Opportunity zones decrease revenue to the federal government and so increase our national debt, now at the highest debt-to-GDP ratio since the end of World War II. Of course opportunity zones are not the only such scam. In June, our city government was involved with the Colorado Economic Development Commission’s approval of $2.9 million worth of state tax breaks — over $10,000 per employee — so that a German fitness equipment maker would locate in Boulder.
Approval of this absurd Boulder opportunity zone really accentuates the need to revise how much and what type of new building we allow in the opportunity zone, and what they should contribute to the community, before the whole area is over-developed, housing prices shoot up further, and traffic deadlocks.

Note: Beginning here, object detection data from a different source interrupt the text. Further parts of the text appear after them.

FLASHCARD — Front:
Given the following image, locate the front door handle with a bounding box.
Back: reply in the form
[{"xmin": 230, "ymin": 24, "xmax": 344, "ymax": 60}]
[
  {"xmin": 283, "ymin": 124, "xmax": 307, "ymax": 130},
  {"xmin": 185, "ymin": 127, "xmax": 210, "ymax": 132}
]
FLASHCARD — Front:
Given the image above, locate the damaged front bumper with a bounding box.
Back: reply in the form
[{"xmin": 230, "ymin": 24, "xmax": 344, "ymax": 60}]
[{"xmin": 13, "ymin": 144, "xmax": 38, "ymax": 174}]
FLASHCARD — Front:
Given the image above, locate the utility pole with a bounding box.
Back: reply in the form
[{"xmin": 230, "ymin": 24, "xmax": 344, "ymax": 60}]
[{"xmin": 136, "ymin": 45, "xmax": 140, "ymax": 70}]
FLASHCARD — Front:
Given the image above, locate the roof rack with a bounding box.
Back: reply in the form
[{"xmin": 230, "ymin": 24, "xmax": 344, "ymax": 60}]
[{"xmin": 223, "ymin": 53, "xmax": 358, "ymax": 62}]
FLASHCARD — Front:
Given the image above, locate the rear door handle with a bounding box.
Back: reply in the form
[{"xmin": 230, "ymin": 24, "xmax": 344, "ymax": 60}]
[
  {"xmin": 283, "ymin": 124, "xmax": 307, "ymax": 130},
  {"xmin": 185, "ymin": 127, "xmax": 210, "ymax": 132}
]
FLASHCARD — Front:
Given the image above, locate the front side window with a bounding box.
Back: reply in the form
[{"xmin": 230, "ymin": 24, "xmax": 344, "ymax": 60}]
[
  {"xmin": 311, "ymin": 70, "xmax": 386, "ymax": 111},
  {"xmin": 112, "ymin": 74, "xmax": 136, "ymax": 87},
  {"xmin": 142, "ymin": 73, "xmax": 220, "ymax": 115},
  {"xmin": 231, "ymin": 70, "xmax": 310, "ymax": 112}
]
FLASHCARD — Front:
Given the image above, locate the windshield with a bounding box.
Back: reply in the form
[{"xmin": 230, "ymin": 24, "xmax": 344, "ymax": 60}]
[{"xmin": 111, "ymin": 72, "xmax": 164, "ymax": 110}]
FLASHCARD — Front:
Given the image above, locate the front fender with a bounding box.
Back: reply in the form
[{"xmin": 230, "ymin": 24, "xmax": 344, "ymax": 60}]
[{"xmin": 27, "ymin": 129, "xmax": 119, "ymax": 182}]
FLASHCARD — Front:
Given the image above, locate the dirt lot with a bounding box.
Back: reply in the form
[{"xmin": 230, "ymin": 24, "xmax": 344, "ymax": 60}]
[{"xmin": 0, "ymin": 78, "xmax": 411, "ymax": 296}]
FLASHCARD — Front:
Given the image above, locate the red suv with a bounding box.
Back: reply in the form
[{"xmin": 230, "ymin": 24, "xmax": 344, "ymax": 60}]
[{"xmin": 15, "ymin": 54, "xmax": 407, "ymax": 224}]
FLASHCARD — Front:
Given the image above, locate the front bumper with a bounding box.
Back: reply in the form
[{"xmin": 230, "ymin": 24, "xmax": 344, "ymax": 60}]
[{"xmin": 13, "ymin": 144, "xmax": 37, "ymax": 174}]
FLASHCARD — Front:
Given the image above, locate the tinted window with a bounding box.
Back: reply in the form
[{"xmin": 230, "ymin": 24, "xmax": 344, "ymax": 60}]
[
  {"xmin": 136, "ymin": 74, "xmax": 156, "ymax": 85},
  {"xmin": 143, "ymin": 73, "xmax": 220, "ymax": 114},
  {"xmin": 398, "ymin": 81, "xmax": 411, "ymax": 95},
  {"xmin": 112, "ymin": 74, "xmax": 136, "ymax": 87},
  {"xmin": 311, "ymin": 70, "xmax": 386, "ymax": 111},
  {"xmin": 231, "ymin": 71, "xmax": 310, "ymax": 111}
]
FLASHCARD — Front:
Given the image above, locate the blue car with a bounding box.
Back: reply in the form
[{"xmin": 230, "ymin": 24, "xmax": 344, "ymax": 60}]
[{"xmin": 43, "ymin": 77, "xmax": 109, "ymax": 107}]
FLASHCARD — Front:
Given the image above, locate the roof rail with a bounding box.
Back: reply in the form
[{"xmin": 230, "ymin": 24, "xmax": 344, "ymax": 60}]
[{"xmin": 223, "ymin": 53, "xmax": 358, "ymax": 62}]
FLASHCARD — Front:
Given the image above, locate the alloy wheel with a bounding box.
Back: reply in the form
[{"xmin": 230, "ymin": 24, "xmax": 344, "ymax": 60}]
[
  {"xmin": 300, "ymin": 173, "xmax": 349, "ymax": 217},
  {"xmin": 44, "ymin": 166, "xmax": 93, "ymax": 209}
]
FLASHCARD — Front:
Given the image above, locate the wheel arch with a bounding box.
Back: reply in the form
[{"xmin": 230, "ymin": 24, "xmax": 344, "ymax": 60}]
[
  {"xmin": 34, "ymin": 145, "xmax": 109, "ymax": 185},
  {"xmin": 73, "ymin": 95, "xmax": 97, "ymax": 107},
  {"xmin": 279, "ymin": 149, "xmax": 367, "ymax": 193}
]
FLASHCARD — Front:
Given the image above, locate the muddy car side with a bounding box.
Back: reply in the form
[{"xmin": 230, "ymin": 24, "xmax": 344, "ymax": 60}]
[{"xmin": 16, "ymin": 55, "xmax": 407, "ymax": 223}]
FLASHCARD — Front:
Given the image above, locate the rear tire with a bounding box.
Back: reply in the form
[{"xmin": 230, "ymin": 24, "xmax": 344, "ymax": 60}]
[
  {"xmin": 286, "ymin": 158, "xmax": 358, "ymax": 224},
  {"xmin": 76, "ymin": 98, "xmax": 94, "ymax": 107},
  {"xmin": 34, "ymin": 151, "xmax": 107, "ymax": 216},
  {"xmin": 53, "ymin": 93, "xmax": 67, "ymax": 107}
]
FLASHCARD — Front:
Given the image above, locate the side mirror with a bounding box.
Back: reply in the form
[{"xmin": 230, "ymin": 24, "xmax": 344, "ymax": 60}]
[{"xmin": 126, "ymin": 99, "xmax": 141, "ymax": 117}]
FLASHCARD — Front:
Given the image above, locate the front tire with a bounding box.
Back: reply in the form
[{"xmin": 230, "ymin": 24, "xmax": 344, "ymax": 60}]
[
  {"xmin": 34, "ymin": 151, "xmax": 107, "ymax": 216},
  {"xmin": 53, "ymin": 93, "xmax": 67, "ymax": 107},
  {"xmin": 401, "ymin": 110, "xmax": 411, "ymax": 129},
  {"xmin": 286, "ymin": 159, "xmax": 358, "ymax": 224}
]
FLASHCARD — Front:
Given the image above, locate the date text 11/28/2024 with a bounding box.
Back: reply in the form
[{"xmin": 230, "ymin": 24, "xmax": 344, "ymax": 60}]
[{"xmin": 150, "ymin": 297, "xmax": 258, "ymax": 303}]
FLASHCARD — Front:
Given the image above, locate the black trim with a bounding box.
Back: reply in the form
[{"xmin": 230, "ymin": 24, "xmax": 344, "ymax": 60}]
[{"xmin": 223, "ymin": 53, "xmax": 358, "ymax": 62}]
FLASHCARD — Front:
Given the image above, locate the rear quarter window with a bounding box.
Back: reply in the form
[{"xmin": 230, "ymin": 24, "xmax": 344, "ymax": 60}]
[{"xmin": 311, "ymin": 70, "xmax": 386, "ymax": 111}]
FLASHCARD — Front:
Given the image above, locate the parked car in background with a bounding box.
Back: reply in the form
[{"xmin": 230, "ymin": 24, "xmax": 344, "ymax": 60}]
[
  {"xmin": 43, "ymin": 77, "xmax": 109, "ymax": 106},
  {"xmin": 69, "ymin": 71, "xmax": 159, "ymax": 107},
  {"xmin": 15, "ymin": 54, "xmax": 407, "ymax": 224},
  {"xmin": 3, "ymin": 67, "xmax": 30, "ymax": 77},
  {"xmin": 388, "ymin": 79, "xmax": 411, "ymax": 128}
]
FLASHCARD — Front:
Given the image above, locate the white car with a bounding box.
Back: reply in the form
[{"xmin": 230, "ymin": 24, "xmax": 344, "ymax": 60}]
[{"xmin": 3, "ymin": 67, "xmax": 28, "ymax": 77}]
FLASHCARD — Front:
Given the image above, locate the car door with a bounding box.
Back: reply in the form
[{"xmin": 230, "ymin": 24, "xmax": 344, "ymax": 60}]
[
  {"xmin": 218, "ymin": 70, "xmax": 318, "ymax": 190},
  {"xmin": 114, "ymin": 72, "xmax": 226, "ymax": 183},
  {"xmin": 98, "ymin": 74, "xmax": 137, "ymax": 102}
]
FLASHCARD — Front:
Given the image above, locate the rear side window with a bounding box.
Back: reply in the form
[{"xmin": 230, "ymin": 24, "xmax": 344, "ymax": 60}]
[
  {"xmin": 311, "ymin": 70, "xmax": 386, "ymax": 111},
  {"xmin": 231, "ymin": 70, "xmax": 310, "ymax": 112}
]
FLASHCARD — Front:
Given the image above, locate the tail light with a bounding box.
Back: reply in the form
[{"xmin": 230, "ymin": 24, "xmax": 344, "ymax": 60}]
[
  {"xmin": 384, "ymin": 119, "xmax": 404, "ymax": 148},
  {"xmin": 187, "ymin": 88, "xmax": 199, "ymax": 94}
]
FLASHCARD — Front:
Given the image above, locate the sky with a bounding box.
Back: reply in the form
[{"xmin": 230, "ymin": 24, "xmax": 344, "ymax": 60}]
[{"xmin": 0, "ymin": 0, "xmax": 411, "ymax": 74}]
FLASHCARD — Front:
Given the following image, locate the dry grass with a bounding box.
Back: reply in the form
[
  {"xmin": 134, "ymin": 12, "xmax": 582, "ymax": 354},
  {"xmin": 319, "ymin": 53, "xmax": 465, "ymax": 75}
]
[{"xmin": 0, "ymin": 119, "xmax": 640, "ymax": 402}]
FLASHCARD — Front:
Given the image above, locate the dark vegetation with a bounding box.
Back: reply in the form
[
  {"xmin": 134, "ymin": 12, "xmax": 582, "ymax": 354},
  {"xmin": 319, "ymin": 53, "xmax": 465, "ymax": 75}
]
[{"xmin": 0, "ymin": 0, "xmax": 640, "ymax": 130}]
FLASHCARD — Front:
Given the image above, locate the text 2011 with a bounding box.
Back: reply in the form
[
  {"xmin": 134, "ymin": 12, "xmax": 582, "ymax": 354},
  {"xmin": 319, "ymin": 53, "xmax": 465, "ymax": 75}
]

Because we have no control over the use of the opportunity zone tax breaks, we’ll have to do some serious re-zoning and do it fast. A case in point is the recently proposed conversion of Macy’s in 29th Street to 150,000 square feet of office space, using the opportunity zone mechanism. Boulder does not need more jobs.
The city council should also require the city manager to immediately release all communications and analyses related to this totally opaque process. We citizens deserve to know how all this occurred without our being fully informed and properly included.